I see some non-continued lines in there (missing the trailing \), like the umask and the lang=fr lines. Only the last line of that block doesn't need one.


----------



## Markand (Jan 18, 2009)

Thanks it solved my problem, but in fact the login.conf is only for tty login isn't it ? Because if I start a session by a *DM program such as (GDM or KDM) the locales are not set.


----------



## DutchDaemon (Jan 18, 2009)

Yes, login.conf is about logging into the system, not into X.


----------



## Markand (Jan 18, 2009)

Is there a way to set globally locales so ?


----------



## DutchDaemon (Jan 18, 2009)

I don't think so.
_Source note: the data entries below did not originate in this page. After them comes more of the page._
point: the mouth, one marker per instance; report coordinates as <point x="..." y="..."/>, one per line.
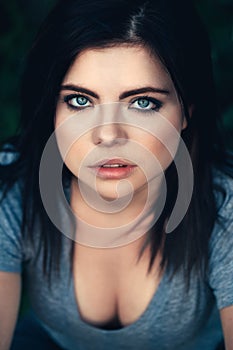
<point x="113" y="168"/>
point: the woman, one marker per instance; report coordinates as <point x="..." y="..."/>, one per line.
<point x="141" y="258"/>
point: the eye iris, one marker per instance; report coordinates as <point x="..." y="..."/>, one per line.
<point x="143" y="103"/>
<point x="81" y="100"/>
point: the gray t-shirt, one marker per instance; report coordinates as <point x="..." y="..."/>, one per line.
<point x="173" y="320"/>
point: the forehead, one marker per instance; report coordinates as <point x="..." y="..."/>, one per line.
<point x="118" y="65"/>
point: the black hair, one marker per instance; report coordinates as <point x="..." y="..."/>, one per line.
<point x="173" y="32"/>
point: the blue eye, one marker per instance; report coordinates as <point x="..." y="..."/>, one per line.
<point x="146" y="104"/>
<point x="75" y="101"/>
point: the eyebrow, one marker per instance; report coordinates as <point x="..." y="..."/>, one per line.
<point x="122" y="95"/>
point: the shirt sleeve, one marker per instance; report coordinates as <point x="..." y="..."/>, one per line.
<point x="221" y="250"/>
<point x="10" y="231"/>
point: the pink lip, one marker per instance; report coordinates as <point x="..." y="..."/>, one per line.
<point x="111" y="161"/>
<point x="113" y="173"/>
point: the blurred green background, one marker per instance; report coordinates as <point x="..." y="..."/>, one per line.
<point x="20" y="20"/>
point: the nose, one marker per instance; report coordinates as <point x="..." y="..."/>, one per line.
<point x="109" y="132"/>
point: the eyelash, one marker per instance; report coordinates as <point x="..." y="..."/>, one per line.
<point x="158" y="104"/>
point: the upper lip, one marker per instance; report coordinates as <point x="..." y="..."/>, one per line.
<point x="112" y="161"/>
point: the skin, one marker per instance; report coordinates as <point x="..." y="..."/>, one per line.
<point x="109" y="72"/>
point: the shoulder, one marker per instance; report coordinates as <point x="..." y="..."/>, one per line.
<point x="223" y="192"/>
<point x="221" y="241"/>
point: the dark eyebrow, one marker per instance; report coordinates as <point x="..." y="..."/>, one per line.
<point x="122" y="96"/>
<point x="79" y="89"/>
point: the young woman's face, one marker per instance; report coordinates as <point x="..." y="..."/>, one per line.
<point x="117" y="101"/>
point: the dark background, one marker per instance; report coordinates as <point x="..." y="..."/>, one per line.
<point x="20" y="20"/>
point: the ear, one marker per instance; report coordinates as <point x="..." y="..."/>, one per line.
<point x="185" y="123"/>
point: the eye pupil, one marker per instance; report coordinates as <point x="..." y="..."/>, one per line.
<point x="143" y="103"/>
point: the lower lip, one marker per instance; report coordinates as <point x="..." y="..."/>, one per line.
<point x="114" y="173"/>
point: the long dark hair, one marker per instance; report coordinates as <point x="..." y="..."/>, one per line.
<point x="172" y="31"/>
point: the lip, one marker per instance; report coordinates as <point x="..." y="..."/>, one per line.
<point x="113" y="172"/>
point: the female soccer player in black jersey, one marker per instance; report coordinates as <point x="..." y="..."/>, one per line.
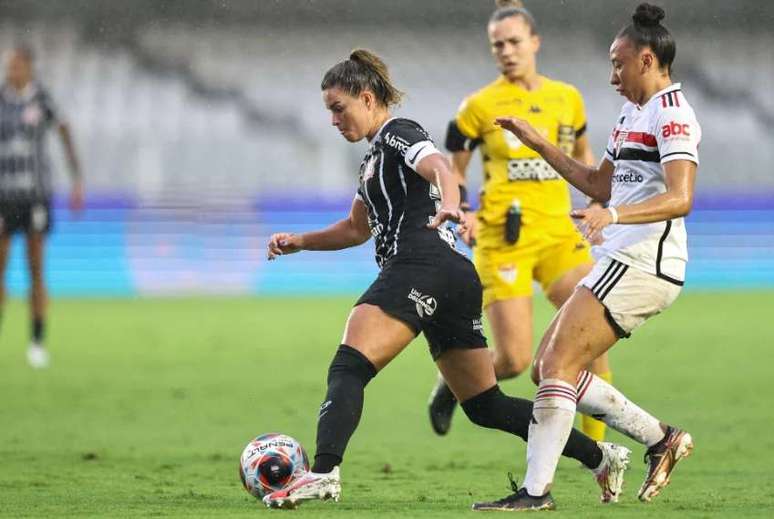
<point x="406" y="195"/>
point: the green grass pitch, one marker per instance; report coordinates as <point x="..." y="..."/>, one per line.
<point x="148" y="404"/>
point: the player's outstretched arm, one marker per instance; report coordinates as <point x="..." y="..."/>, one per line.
<point x="680" y="177"/>
<point x="592" y="181"/>
<point x="435" y="169"/>
<point x="74" y="165"/>
<point x="349" y="232"/>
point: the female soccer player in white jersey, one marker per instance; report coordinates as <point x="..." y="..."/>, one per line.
<point x="647" y="176"/>
<point x="406" y="194"/>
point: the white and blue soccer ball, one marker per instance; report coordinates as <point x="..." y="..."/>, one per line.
<point x="271" y="462"/>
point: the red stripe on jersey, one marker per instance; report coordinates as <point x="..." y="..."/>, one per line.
<point x="641" y="138"/>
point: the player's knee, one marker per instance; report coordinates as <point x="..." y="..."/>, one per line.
<point x="509" y="366"/>
<point x="535" y="374"/>
<point x="480" y="408"/>
<point x="348" y="362"/>
<point x="495" y="410"/>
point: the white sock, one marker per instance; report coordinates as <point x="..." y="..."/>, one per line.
<point x="553" y="414"/>
<point x="599" y="399"/>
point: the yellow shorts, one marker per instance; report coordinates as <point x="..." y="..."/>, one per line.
<point x="508" y="271"/>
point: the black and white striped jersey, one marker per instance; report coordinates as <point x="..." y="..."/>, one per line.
<point x="400" y="202"/>
<point x="25" y="117"/>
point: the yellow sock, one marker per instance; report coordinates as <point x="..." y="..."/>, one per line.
<point x="592" y="428"/>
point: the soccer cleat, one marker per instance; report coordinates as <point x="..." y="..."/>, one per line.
<point x="37" y="356"/>
<point x="441" y="405"/>
<point x="310" y="486"/>
<point x="519" y="501"/>
<point x="609" y="474"/>
<point x="661" y="459"/>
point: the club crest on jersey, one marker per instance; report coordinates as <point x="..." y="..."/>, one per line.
<point x="425" y="304"/>
<point x="619" y="137"/>
<point x="370" y="168"/>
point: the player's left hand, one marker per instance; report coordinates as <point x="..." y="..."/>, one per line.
<point x="593" y="219"/>
<point x="455" y="215"/>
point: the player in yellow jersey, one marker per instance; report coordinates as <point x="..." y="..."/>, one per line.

X has its own localisation resource (non-BSD specific), and maybe different desktop and window managers have their own interpretations as well.


----------



## Markand (Jan 18, 2009)

Can we use login.conf for *DM ?


----------



## kamikaze (Jan 27, 2009)

XDM runs as a terminal session and thus obeys the login.conf settings. If you start your DM from /etc/ttys, it should work.


----------



## DutchDaemon (Jan 27, 2009)

XDM is a login manager, so it is possible that it applies login.conf settings; however, the resulting X session doesn't inherit these locale settings, I think.


----------



## SirDice (Jan 27, 2009)

http://www.freebsd.org/doc/en_US.ISO8859-1/books/handbook/l10n.html


----------



## kamikaze (Feb 2, 2009)

DutchDaemon said:
			
		

> XDM is a login manager, so it is possible that it applies login.conf settings; however, the resulting X session doesn't inherit these locale settings, I think.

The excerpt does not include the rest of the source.